Podiumsdiskussion am 27.11.: Griechenland-Krise, strukturelle Reformen und die Konvergenz der Eurozone

Griechenland ist nach wie vor am stärksten von der Euro-Krise betroffen. Doch was waren die eigentlichen Schwachpunkte Griechenlands und inwieweit sind sie behoben?
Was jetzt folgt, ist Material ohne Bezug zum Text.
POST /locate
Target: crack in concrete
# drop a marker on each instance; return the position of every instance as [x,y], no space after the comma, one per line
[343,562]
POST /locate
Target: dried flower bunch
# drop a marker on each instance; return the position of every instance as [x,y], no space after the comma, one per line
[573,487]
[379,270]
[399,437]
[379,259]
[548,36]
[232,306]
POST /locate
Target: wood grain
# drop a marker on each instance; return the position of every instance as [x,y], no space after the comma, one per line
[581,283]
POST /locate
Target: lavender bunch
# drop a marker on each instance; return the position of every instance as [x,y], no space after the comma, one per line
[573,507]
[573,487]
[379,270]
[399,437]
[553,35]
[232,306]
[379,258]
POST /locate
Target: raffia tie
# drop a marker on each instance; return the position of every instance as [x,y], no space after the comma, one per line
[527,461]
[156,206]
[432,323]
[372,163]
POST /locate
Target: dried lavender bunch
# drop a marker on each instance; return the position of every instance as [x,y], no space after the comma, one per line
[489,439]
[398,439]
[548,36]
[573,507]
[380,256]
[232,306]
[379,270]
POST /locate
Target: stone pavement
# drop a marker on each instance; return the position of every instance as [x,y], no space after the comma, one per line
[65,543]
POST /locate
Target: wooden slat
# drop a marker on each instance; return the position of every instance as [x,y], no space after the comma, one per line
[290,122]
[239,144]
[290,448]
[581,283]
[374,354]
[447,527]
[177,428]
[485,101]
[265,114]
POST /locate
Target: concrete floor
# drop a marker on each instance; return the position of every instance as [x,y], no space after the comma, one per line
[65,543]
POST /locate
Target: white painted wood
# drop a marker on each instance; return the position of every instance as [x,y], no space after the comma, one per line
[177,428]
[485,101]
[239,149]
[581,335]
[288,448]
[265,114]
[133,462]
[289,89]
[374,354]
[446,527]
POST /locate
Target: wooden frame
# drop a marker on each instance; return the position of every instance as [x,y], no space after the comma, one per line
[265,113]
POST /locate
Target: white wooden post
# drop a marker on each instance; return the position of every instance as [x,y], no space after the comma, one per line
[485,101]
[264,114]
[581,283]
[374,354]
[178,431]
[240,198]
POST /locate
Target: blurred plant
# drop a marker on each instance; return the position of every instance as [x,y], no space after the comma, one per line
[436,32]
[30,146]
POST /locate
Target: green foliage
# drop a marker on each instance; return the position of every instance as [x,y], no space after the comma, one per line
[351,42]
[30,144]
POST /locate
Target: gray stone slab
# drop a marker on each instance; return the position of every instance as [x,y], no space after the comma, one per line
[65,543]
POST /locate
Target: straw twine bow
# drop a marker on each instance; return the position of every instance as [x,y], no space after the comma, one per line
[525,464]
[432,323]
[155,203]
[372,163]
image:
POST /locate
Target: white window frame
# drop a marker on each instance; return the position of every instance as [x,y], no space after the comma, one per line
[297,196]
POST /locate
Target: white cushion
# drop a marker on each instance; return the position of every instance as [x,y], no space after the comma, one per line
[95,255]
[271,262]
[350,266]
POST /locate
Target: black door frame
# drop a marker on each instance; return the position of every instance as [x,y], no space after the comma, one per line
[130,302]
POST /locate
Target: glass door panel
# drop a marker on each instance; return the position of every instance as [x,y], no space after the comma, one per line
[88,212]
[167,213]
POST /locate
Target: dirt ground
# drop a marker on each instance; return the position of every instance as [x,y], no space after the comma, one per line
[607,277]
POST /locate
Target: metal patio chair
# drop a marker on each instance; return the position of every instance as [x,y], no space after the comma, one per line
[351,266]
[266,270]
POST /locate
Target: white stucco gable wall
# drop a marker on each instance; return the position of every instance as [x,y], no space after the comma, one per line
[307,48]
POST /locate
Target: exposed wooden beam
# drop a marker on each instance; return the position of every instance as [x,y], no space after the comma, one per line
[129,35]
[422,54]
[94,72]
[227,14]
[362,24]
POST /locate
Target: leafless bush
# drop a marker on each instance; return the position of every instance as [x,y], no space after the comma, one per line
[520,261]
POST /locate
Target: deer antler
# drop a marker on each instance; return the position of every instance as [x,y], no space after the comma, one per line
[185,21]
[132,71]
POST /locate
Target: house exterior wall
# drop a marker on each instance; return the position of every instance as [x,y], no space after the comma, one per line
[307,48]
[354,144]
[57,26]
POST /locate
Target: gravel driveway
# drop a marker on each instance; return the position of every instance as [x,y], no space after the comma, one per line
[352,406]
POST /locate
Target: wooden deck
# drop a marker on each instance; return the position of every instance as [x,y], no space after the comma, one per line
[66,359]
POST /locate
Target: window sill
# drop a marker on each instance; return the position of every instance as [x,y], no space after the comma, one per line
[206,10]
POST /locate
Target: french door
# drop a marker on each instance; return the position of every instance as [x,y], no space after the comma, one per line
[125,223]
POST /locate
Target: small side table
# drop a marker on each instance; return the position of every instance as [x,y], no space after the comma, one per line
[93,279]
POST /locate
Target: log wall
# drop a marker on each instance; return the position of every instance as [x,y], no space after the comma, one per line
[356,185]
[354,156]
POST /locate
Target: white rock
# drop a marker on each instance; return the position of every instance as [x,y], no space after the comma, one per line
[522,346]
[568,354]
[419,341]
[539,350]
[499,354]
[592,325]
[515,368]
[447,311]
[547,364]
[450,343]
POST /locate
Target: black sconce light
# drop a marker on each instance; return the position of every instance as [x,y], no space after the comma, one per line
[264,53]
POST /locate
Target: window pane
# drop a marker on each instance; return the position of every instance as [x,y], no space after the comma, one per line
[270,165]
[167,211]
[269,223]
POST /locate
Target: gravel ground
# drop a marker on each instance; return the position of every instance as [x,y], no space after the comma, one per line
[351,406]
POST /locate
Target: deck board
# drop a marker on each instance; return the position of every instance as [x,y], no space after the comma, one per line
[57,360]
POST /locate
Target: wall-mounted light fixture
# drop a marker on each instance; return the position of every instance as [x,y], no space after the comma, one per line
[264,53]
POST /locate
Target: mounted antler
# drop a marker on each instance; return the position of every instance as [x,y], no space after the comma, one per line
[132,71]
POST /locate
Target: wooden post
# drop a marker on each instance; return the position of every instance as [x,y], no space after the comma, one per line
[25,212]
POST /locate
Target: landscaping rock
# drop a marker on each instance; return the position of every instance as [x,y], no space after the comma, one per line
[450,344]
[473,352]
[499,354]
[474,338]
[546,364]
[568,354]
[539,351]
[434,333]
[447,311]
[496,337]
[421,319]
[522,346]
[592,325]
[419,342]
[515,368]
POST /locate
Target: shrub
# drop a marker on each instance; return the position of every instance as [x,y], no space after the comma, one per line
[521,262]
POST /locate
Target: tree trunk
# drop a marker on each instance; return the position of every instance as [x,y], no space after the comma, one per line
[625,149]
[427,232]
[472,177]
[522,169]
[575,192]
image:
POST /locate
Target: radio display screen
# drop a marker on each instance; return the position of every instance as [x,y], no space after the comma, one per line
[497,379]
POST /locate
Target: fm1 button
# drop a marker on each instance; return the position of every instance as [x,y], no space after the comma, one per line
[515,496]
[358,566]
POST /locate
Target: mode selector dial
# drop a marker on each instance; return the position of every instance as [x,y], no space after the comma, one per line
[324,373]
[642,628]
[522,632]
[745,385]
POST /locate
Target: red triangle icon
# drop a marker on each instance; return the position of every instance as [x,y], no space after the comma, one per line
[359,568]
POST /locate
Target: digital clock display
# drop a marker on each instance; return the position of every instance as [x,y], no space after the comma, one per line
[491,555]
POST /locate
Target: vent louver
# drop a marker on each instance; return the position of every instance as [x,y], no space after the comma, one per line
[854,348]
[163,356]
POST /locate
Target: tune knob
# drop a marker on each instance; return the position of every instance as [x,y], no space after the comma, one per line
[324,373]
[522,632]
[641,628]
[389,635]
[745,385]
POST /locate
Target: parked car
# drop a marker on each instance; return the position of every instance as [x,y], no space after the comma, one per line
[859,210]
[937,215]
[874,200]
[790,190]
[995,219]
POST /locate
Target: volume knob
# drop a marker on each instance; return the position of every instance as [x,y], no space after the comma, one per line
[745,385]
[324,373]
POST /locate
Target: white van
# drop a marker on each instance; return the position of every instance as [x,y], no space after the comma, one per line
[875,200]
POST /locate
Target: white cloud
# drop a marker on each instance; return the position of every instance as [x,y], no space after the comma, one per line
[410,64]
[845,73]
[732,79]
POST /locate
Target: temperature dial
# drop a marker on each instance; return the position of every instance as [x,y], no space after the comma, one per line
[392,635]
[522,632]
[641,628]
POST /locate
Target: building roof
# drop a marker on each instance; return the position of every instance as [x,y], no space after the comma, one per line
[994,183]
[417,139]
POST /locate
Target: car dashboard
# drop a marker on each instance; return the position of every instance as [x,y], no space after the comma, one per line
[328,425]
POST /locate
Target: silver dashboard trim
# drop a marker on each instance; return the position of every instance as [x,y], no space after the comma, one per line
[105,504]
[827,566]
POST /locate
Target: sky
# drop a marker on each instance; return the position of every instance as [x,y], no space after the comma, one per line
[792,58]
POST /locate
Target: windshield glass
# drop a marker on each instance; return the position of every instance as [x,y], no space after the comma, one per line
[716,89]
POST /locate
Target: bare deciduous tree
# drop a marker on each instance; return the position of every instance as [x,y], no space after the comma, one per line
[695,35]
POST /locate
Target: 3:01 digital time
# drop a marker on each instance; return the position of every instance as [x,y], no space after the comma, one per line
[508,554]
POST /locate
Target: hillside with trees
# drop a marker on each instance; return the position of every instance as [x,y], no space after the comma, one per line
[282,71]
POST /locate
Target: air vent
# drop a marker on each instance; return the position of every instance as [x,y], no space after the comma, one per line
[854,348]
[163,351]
In einem Podiumsgespräch diskutieren Dimitri Vayanos, Finanzprofessor an der London School of Economics, und Nikolaos Vettas, Wirtschaftsprofessor an der Athener Universität, mit Vítor Constâncio, Vizepräsident der Europäischen Zentralbank, und Lars Feld vom Sachverständigenrat über Griechenlands strukturelle Schwächen und die notwendigen Reformen. Moderiert wird die Diskussionsrunde von Michail Haliassos, Professor für Makroökonomie an der Goethe-Universität.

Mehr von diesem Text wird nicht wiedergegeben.